Si les juges d’instruction devaient estimer les charges suffisantes à l’encontre de Dominique Strauss-Kahn, il pourrait être poursuivi pour complicité de proxénétisme et recel d’abus de biens sociaux. Ce dernier chef impliquerait que DSK ait eu connaissance de l’éventuelle origine frauduleuse des dépenses dont il aurait bénéficié.

La question d’éventuelles contreparties à ces soirées devrait également lui être posée. Selon les avocats de MM. Paszkowski et Roquet, leurs clients ont répondu par la négative à cette question.

L’ancien ministre socialiste peut être assisté d’un avocat en garde à vue. Celle-ci peut théoriquement durer 96 heures, mais ne devrait pas excéder 48 heures, a-t-on dit de source proche du dossier.

«Insinuations malveillantes»

L’ex-patron du FMI a demandé à deux reprises à s’expliquer dans l’affaire. Dès l’apparition de son nom dans la presse à la mi-octobre, il avait demandé à être entendu «le plus rapidement possible» pour mettre fin à des «insinuations malveillantes». Il avait réitéré sa demande le 11 novembre par le biais de ses avocats, qui dénonçaient un «véritable lynchage médiatique».

Me Henri Leclerc, l’un des avocats de DSK, avait déclaré en décembre que son client «pouvait parfaitement ignorer» que les femmes rencontrées lors de soirées libertines étaient des prostituées.

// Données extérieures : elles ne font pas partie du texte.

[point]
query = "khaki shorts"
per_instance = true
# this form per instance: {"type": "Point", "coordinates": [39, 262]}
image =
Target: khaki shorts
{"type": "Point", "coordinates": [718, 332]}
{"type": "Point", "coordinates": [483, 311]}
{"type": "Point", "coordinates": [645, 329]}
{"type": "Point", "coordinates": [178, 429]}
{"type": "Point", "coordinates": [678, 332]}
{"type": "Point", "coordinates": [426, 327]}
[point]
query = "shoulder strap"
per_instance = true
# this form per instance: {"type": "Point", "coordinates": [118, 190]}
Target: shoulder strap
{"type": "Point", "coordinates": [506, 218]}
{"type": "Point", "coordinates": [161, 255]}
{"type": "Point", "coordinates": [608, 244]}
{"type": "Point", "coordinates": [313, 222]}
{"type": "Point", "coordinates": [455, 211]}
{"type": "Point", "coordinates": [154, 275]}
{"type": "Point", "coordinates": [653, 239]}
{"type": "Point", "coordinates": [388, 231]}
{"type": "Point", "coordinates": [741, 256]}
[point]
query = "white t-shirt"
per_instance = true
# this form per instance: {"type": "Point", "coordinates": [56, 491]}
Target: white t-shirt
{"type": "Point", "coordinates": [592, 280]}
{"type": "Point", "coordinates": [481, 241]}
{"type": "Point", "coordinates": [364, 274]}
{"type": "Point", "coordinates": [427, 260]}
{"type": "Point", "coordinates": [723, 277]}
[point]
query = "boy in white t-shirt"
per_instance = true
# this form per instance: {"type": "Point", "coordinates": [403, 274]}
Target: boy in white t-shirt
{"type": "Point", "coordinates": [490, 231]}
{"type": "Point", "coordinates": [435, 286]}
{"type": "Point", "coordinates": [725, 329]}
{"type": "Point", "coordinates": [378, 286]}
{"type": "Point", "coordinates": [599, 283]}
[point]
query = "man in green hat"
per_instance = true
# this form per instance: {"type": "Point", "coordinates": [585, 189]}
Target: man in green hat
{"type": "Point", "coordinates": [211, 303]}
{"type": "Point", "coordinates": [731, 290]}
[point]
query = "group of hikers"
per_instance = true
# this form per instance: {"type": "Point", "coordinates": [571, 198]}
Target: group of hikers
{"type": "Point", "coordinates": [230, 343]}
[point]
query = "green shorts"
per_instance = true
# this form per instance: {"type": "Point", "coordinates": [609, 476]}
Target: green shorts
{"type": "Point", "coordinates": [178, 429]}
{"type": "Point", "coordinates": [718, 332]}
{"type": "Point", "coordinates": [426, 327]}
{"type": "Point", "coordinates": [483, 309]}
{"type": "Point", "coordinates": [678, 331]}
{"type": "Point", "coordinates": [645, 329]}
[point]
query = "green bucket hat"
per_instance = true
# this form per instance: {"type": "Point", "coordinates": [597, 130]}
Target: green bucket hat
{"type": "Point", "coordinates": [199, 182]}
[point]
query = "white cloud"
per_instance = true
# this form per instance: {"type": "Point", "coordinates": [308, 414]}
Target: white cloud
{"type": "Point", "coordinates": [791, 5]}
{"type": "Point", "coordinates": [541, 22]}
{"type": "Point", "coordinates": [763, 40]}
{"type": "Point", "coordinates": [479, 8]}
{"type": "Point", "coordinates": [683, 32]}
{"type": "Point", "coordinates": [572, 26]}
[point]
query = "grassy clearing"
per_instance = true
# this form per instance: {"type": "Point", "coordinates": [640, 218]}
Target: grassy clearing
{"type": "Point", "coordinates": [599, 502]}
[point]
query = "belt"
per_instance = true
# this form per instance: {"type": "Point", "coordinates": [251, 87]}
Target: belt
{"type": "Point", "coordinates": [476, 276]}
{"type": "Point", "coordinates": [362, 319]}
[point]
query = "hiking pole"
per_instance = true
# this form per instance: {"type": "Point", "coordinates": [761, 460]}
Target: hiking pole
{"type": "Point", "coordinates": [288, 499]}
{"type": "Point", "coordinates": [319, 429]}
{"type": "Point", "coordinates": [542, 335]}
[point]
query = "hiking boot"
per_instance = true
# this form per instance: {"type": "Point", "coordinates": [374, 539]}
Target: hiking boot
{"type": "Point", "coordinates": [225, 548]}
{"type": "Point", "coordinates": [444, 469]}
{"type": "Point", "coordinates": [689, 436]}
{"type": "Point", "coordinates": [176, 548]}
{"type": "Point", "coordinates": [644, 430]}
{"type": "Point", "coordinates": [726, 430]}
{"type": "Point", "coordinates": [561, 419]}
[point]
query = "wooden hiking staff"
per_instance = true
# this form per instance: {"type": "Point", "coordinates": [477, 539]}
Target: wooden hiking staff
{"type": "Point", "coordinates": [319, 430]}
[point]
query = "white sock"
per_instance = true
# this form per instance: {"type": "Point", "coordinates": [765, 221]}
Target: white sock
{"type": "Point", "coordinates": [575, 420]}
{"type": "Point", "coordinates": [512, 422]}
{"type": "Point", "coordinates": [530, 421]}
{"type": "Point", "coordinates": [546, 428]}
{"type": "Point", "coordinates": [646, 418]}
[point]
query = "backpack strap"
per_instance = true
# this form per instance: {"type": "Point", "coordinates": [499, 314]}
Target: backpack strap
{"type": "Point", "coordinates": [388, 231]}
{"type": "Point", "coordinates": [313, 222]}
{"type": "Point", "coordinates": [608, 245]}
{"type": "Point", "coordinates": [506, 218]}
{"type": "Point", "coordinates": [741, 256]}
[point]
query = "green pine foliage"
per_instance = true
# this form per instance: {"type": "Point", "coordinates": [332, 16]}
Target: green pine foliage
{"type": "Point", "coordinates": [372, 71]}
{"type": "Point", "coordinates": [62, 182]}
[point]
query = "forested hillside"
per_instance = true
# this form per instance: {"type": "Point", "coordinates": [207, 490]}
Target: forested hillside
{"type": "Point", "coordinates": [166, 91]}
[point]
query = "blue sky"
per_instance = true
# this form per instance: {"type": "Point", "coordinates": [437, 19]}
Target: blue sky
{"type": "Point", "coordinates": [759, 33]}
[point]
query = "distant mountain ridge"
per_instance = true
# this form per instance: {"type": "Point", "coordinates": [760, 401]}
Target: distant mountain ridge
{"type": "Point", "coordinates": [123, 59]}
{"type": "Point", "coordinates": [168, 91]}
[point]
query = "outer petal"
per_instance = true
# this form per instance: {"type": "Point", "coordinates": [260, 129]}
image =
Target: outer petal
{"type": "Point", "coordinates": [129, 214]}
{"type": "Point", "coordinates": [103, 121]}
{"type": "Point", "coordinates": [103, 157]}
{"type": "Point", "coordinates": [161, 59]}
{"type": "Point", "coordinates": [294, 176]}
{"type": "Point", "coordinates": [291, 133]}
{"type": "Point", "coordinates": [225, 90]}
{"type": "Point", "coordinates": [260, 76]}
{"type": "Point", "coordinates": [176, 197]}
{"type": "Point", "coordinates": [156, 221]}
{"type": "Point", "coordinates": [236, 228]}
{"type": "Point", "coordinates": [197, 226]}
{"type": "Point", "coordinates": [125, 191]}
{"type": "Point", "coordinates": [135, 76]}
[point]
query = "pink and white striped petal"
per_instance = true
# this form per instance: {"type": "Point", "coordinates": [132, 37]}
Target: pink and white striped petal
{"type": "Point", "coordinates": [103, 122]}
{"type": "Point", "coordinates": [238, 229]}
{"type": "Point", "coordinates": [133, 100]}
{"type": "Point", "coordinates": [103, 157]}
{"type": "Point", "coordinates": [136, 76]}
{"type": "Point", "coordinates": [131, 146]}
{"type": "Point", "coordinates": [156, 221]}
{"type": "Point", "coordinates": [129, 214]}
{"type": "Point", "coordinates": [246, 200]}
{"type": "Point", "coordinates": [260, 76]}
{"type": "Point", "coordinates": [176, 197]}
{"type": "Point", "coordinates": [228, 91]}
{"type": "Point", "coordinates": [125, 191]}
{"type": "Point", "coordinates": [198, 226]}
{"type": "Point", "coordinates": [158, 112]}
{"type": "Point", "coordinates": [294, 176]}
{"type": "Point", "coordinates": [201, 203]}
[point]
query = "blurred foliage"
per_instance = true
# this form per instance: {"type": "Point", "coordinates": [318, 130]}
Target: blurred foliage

Dans le livre Affaires DSK, la contre-enquête de Michel Taubmann, l’ancien patron du FMI jugeait «insupportable» que son nom soit associé à la prostitution dans la presse, reconnaissant avoir «participé à des soirées libertines». «Mais d’habitude, les participantes à ces soirées ne sont pas des prostituées», avait-il ajouté.

DSK avait ensuite déclaré qu’il n’était «engagé ni par les écrits ni par les déclarations de quiconque», réservant ses explications à la justice.

Dans cette affaire se croisent des francs-maçons, des policiers, des prostituées «indépendantes» qui travaillaient chez Dominique Alderweireld, alias «Dodo la saumure», un tenancier français de salons de massage en Belgique.

Huit personnes ont été mises en examen, parmi lesquelles trois responsables du Carlton de Lille, un avocat et le chef de la Sûreté départementale du Nord, le commissaire Jean-Christophe Lagarde.